The middle class is where most of your economic engine is based off of.

Also keep in mind that families are driving the economy. Kids need things, lots of things. More food, bigger home, bigger car, clothes, healthcare, etc. Putting money back into the pockets of those families is going to have them spend it to get things they need or want to support those children.
 
PuckChaser said:
The middle class is where most of your economic engine is based off of.

Also keep in mind that families are driving the economy. Kids need things, lots of things. More food, bigger home, bigger car, clothes, healthcare, etc. Putting money back into the pockets of those families is going to have them spend it to get things they need or want to support those children.
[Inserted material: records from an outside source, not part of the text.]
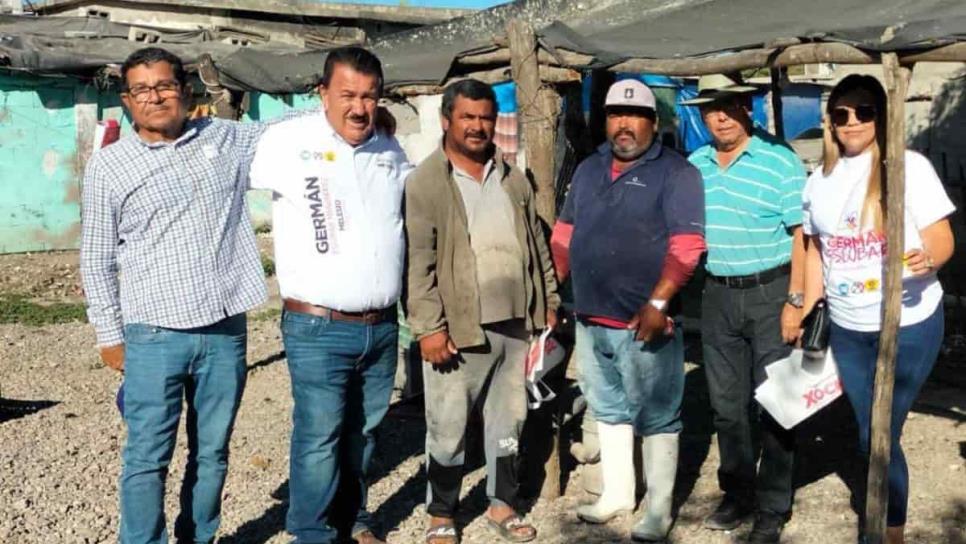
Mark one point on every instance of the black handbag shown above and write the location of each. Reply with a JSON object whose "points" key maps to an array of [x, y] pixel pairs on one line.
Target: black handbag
{"points": [[815, 327]]}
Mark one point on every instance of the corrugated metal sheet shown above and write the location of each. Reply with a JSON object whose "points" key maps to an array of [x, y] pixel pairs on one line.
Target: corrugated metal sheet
{"points": [[45, 136]]}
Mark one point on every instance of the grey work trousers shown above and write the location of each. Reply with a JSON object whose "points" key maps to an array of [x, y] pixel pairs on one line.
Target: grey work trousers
{"points": [[490, 377]]}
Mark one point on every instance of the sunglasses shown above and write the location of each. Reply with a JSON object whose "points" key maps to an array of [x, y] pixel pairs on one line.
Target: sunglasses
{"points": [[864, 113]]}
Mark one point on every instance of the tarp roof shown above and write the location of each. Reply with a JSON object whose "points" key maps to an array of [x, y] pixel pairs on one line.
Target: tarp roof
{"points": [[609, 31], [81, 45], [616, 30], [400, 13]]}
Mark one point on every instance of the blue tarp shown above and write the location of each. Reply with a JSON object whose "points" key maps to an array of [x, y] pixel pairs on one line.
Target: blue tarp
{"points": [[506, 97], [801, 108]]}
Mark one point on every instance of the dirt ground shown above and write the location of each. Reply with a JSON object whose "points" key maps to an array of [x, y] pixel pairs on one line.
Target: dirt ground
{"points": [[61, 436]]}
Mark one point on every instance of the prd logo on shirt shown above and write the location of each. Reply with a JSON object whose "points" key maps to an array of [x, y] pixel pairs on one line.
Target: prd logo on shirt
{"points": [[852, 221], [308, 155]]}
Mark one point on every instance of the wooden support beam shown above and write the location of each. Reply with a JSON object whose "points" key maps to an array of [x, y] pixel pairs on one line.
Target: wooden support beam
{"points": [[897, 81], [777, 75], [222, 102], [752, 58], [561, 57], [537, 110], [548, 74], [600, 82], [949, 53]]}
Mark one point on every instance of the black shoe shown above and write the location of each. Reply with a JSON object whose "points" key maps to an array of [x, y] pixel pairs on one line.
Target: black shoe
{"points": [[729, 514], [768, 528]]}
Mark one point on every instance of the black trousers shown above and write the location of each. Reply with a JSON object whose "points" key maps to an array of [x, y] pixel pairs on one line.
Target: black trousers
{"points": [[741, 335]]}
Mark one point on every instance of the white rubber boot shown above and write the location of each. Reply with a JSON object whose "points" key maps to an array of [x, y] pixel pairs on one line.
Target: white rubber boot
{"points": [[617, 468], [660, 468]]}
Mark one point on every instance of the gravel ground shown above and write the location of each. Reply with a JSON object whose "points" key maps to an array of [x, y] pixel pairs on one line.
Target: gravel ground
{"points": [[60, 441]]}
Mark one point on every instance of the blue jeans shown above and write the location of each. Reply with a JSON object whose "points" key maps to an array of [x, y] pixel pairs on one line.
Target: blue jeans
{"points": [[163, 367], [856, 353], [627, 381], [342, 379]]}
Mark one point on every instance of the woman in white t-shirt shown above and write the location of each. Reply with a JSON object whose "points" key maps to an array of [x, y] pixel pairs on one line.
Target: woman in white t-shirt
{"points": [[844, 224]]}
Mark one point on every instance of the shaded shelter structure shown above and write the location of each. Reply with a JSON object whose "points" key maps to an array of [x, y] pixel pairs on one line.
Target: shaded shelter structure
{"points": [[546, 46], [694, 37]]}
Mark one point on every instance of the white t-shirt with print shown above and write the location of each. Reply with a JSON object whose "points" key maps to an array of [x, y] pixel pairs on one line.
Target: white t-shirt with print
{"points": [[853, 257], [336, 213]]}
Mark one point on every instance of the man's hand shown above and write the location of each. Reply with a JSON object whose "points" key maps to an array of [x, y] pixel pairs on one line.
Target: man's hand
{"points": [[649, 322], [791, 323], [551, 319], [437, 348], [113, 356], [918, 262]]}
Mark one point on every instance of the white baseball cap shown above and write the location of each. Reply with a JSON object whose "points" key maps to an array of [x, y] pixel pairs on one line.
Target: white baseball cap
{"points": [[630, 93]]}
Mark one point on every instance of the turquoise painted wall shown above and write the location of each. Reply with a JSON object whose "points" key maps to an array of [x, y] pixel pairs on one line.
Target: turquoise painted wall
{"points": [[41, 170]]}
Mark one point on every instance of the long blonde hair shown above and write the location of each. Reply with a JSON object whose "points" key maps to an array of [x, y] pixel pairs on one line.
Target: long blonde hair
{"points": [[873, 207]]}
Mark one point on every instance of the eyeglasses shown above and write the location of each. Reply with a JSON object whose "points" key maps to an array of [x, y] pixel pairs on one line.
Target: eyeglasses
{"points": [[864, 113], [166, 89]]}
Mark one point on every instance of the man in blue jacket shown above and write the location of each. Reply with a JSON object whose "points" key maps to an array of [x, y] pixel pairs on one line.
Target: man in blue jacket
{"points": [[632, 231]]}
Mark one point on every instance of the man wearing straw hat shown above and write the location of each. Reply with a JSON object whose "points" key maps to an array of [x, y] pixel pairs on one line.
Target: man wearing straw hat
{"points": [[751, 307]]}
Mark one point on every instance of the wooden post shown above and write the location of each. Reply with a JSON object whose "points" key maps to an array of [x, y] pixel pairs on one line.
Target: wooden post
{"points": [[222, 103], [776, 100], [896, 78], [600, 82], [537, 110]]}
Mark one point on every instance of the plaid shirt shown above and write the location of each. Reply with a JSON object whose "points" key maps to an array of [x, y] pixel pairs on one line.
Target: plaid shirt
{"points": [[166, 238]]}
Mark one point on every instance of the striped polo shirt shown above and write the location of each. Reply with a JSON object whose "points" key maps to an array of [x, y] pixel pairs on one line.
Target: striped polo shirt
{"points": [[751, 205]]}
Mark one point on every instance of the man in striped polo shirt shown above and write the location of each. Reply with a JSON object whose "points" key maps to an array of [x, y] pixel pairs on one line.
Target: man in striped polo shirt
{"points": [[751, 309]]}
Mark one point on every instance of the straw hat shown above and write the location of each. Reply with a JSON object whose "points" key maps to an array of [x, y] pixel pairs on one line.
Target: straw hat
{"points": [[717, 86]]}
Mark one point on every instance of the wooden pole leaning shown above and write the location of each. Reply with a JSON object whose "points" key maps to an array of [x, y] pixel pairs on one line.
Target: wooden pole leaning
{"points": [[897, 80], [537, 110]]}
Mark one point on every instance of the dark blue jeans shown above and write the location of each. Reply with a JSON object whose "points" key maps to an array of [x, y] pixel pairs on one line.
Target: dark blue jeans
{"points": [[204, 367], [342, 378], [855, 353], [741, 335]]}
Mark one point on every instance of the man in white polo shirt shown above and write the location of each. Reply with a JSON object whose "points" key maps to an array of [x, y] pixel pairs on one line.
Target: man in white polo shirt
{"points": [[339, 247]]}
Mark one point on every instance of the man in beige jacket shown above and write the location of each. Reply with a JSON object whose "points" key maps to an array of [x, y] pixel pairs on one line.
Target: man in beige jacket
{"points": [[480, 283]]}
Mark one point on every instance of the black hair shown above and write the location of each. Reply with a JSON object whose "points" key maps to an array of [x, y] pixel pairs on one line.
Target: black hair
{"points": [[473, 89], [354, 57], [151, 55]]}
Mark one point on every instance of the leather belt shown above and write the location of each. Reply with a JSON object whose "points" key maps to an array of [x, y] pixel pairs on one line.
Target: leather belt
{"points": [[753, 280], [369, 317]]}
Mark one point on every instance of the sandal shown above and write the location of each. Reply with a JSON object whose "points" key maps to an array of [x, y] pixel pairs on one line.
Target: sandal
{"points": [[444, 533], [508, 527]]}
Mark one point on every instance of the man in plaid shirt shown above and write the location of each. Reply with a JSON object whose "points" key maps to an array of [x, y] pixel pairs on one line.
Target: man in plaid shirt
{"points": [[170, 266]]}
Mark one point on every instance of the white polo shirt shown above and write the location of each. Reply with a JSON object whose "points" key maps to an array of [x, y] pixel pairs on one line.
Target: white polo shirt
{"points": [[336, 213]]}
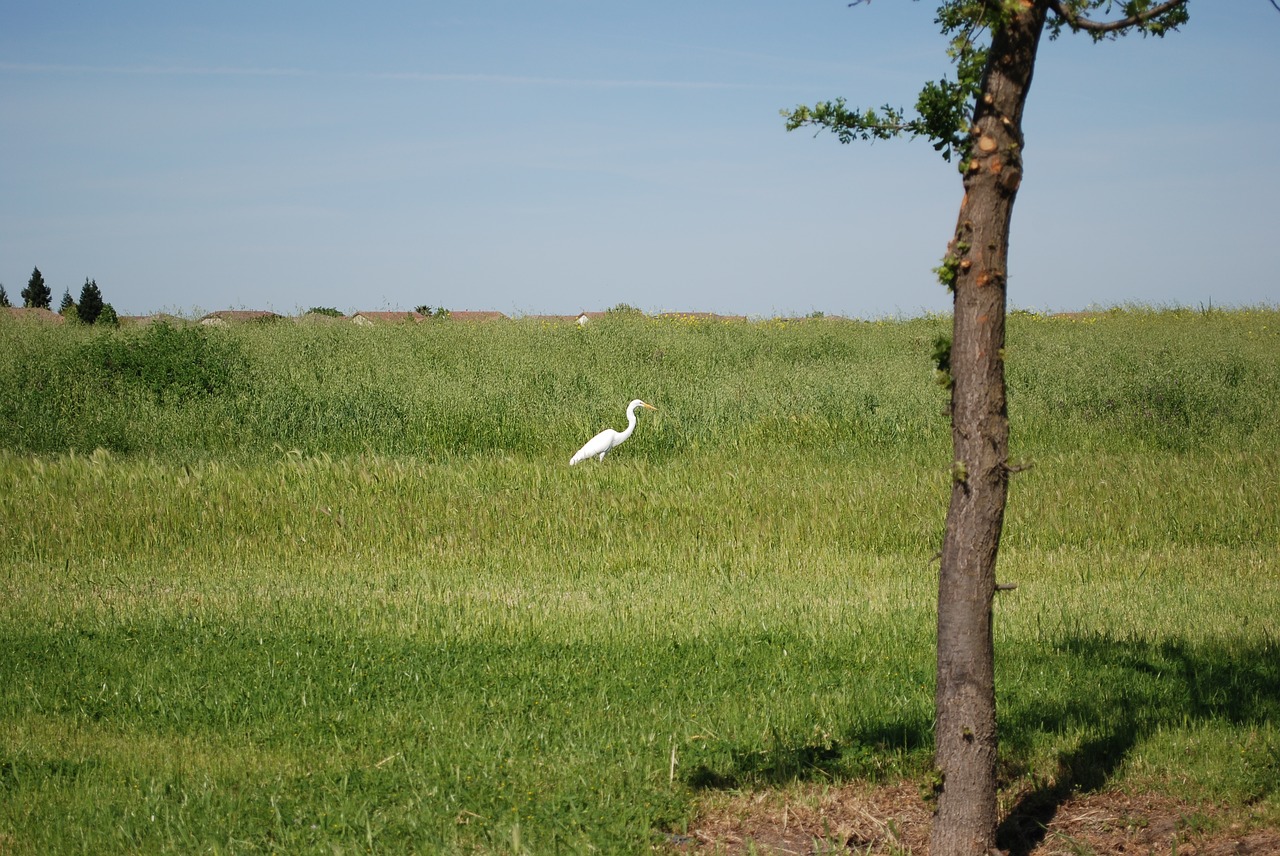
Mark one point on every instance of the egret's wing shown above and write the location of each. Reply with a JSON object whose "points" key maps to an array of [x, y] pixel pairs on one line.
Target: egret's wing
{"points": [[598, 444]]}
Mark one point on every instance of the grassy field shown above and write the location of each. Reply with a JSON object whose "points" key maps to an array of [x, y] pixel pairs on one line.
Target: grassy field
{"points": [[307, 587]]}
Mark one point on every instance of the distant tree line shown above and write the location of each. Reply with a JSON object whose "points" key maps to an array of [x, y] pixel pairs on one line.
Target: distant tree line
{"points": [[88, 310]]}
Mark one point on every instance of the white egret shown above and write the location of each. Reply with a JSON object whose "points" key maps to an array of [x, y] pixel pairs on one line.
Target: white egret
{"points": [[599, 444]]}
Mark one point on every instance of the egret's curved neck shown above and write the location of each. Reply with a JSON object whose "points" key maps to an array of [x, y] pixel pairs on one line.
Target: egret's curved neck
{"points": [[631, 422]]}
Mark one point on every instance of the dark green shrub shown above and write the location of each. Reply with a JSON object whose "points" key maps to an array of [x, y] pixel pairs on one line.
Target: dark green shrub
{"points": [[173, 364]]}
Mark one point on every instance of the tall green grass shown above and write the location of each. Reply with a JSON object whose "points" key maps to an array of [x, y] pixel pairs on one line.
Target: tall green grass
{"points": [[359, 600]]}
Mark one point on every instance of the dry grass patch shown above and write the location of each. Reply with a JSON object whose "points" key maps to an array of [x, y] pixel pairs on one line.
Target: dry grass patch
{"points": [[894, 820]]}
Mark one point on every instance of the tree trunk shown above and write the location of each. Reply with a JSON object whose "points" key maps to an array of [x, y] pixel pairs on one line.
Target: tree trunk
{"points": [[965, 728]]}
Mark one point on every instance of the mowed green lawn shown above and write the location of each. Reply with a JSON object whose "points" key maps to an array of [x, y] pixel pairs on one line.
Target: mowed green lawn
{"points": [[306, 587]]}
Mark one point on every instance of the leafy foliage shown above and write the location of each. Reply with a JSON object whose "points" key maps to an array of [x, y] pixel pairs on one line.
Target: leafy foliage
{"points": [[172, 364], [944, 110], [90, 302]]}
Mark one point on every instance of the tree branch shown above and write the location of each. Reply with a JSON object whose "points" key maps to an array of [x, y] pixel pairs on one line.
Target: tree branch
{"points": [[1078, 22]]}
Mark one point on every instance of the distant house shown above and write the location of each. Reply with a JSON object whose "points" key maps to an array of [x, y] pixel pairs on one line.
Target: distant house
{"points": [[33, 314], [237, 316], [142, 320], [703, 316], [551, 319], [474, 316], [370, 319]]}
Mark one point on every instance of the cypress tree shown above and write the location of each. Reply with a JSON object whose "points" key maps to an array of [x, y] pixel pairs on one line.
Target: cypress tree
{"points": [[36, 294], [91, 302]]}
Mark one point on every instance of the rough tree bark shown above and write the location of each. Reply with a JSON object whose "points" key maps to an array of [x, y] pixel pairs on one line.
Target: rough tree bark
{"points": [[965, 727]]}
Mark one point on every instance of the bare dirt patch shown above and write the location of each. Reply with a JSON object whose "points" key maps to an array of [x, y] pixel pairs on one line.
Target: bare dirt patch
{"points": [[895, 820]]}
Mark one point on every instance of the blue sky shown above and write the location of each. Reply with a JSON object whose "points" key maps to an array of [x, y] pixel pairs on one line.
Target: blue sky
{"points": [[570, 155]]}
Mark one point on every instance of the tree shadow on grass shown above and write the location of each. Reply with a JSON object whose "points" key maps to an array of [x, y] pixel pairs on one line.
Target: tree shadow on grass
{"points": [[1111, 694], [1121, 692]]}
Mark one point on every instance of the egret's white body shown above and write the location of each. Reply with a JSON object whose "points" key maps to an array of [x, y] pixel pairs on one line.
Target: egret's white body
{"points": [[599, 444]]}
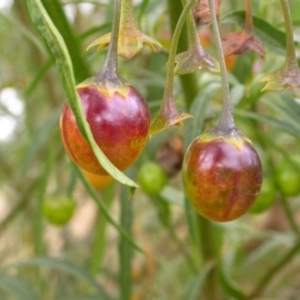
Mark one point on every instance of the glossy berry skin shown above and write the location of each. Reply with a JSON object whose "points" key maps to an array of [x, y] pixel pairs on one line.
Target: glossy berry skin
{"points": [[152, 178], [220, 180], [99, 182], [120, 127], [58, 210], [287, 174]]}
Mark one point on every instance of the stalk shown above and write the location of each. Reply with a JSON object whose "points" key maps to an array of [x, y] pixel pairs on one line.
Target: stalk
{"points": [[227, 121], [168, 93], [291, 59], [249, 20], [188, 82], [109, 72]]}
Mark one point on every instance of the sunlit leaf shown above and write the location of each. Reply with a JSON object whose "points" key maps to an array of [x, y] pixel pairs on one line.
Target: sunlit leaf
{"points": [[64, 65]]}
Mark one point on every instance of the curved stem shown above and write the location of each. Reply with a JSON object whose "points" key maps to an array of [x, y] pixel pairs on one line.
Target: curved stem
{"points": [[168, 92], [249, 20], [110, 67], [227, 121], [127, 19], [290, 60], [189, 82], [192, 31]]}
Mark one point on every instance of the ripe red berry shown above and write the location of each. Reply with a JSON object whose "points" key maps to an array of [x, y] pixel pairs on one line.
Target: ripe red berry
{"points": [[120, 126], [222, 176]]}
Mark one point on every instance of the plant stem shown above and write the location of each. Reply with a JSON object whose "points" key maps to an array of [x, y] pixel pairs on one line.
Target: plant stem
{"points": [[249, 20], [110, 66], [227, 121], [274, 271], [168, 92], [210, 288], [192, 31], [189, 82], [127, 14], [290, 60], [125, 249]]}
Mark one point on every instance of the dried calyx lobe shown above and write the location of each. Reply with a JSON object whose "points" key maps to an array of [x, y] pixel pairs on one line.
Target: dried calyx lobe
{"points": [[118, 116], [120, 126], [222, 174]]}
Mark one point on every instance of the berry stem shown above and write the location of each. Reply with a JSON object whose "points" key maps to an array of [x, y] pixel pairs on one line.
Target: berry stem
{"points": [[168, 92], [249, 20], [189, 82], [227, 121], [192, 31], [109, 70], [290, 60]]}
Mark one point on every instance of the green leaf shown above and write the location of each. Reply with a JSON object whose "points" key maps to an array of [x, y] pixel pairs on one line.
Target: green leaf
{"points": [[17, 287], [194, 126], [57, 15], [270, 36], [63, 266], [260, 253], [40, 139], [194, 129], [58, 48], [283, 125], [99, 243], [125, 249], [286, 107], [104, 210], [230, 286]]}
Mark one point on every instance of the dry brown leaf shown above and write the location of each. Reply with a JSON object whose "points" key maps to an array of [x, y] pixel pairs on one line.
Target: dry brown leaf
{"points": [[202, 13], [242, 42]]}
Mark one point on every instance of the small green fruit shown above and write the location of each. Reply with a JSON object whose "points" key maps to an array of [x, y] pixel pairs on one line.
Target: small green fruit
{"points": [[152, 178], [58, 210], [288, 176]]}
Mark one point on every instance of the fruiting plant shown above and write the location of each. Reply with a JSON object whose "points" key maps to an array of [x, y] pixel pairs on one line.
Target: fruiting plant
{"points": [[118, 116], [152, 178], [58, 209], [99, 182], [161, 221], [287, 174], [266, 197], [222, 173]]}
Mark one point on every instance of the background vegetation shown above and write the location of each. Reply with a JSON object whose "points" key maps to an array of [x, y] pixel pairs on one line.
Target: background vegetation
{"points": [[95, 255]]}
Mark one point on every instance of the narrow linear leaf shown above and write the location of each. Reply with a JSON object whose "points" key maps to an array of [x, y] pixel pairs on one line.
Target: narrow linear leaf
{"points": [[40, 139], [193, 129], [58, 48], [66, 267], [39, 76], [17, 287], [271, 121], [99, 243], [125, 249], [57, 15], [230, 286], [270, 36], [105, 211]]}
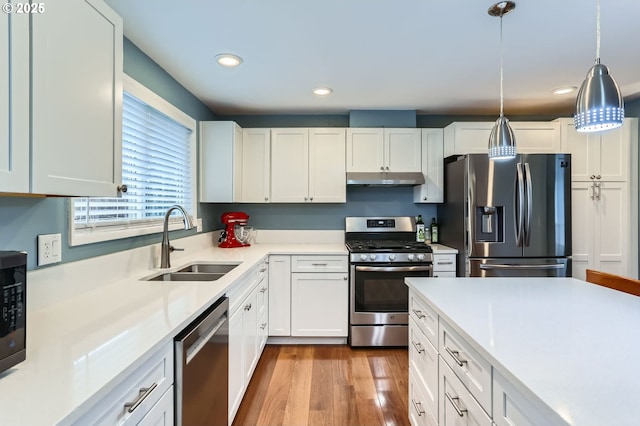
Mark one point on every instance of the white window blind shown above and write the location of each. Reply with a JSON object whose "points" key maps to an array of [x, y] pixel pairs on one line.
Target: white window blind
{"points": [[156, 167]]}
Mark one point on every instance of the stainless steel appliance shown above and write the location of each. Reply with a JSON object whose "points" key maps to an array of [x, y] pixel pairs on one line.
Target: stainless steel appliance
{"points": [[202, 369], [382, 252], [13, 308], [509, 217]]}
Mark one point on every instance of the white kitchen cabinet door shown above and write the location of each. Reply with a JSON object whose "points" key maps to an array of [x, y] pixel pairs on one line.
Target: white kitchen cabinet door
{"points": [[365, 150], [14, 103], [403, 150], [76, 99], [432, 191], [290, 165], [327, 173], [319, 304], [220, 161], [605, 154], [601, 237], [280, 295], [256, 166]]}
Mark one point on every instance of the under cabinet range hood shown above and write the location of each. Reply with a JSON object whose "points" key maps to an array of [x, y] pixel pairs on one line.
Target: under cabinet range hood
{"points": [[384, 178]]}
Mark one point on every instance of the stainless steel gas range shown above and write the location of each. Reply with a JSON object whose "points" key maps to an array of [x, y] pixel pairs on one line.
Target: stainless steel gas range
{"points": [[382, 252]]}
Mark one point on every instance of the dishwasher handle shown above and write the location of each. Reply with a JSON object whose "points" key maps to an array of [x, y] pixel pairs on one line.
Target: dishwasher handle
{"points": [[203, 329]]}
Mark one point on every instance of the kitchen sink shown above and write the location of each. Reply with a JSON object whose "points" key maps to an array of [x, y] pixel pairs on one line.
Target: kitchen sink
{"points": [[185, 276], [215, 268], [198, 271]]}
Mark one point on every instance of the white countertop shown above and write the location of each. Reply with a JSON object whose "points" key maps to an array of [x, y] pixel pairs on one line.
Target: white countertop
{"points": [[79, 347], [573, 344]]}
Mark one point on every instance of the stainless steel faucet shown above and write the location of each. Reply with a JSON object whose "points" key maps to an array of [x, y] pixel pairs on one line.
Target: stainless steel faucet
{"points": [[167, 248]]}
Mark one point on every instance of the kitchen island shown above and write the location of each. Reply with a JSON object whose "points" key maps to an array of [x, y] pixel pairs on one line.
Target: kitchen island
{"points": [[555, 350]]}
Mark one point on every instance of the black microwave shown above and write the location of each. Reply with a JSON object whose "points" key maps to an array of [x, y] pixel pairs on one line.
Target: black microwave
{"points": [[13, 308]]}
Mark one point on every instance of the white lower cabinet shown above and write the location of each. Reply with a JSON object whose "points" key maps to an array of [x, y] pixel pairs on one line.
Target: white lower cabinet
{"points": [[309, 296], [457, 405], [146, 394], [247, 312]]}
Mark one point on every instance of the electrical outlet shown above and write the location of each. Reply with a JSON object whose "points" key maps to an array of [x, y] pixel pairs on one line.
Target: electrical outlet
{"points": [[49, 249]]}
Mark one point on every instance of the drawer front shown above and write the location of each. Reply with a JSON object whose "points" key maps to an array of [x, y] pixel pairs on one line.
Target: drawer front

True, but putting that money in the hands of government administrators will likely have the opposite effect.
 
Rocky Mountains said:
What is the error?

Hasn't Harper given hundreds of dollars per month per kid?  Hasn't Trudeau said he is going to reverse much of that money?  Has Mulcair said that rich people aren't going to get $15 daycare?  I think that paying people to look after their own kids is much cheaper than providing government funded daycare and a few less dysfunctional kids might be created.
I actually found the LPC child care plan.

You can read it if you like. Be warned, it doesn't fit the narrative the attack ads give. Might be because there are more than a few lies in those attack ads.
 
Why the f@%k should my tax dollars go there anyways?  If the Govt. can hand out this money then it shouldn't have been collected in the first place.
 
Bruce Monkhouse said:
Why the f@%k should my tax dollars go there anyways?  If the Govt. can hand out this money then it shouldn't have been collected in the first place.
Considering all three major parties are doing some form of it, Tim Moen might be more your style.